Price would be the main driver for 57% of shoppers.
“With reports that more than 300 million tonnes of plastic is produced each year, with 10% ending up in the sea, consumer consciousness on this issue in a supermarket will go far beyond the current tokenism paying small change for a carrier bag,” the study said.
Beyond recycling, 48% of adults also said that reducing food waste would be a top issue for the future.
Provenance would also become increasingly important, with 36% of those surveyed saying it already affected their decision-making on what to buy and where to buy it from.
Kevin Flynn, director of retail strategy at ThoughtWorks, said retailers and supermarkets needed to take note.
“What is emphatic, and a little surprising, from our research is how well people can see what’s coming next,” he said.
“The days of pushing a trolley around a big warehouse, buying over-packaged goods and chasing value offers are numbered.

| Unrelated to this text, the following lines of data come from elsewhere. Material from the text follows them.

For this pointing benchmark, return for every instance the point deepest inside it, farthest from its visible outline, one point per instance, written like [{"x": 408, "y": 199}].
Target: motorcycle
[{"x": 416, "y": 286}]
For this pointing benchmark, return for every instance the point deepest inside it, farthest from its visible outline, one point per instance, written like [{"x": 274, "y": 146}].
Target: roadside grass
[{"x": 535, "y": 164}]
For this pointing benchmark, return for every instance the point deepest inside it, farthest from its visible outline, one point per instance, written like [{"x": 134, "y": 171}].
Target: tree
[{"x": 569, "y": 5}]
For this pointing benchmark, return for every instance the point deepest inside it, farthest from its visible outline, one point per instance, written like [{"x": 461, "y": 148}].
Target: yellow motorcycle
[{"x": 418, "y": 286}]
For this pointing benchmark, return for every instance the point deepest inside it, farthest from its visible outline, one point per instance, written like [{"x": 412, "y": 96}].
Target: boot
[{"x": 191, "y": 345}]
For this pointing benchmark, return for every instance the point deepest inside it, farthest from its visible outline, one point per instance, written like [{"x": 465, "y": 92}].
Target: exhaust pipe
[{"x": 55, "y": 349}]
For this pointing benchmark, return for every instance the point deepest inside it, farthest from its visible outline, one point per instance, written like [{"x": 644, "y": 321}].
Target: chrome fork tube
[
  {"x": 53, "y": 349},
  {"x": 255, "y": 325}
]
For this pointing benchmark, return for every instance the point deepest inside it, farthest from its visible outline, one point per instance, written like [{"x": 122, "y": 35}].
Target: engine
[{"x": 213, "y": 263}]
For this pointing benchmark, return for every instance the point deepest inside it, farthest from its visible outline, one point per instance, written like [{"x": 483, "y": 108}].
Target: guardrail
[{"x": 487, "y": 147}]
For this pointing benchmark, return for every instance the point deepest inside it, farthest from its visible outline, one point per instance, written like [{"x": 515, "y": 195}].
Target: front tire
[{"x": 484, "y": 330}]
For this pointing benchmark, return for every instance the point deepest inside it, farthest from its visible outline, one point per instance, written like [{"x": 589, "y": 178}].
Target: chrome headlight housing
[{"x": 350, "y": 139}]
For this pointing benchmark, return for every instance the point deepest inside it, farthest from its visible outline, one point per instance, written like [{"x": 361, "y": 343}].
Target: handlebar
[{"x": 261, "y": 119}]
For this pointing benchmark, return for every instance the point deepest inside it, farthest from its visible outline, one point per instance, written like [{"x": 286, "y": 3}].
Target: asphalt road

“Consumers have more and more choice about how to shop and there will be new entrants coming into the market in the next 10 years.
“The whole retail industry is acutely aware that it needs to be nimble and move quickly to respond to this changing environment.”
“Will the supermarket still exist in a drastically changed environment, where the consumer’s relationship with food is different? At ThoughtWorks we think it will, but it will look very different - and this is something we are already working on with supermarkets and next generation retailers,” he added.
Health and well-being also look set to play increasingly pivotal roles in food buying and consumption by 2030.
Overall, 38% of adults polled said the nutritional value of food would shape their decisions on food buying in the future, with 30% saying there would be a far greater interest in food as an intrinsic part of health and well-being.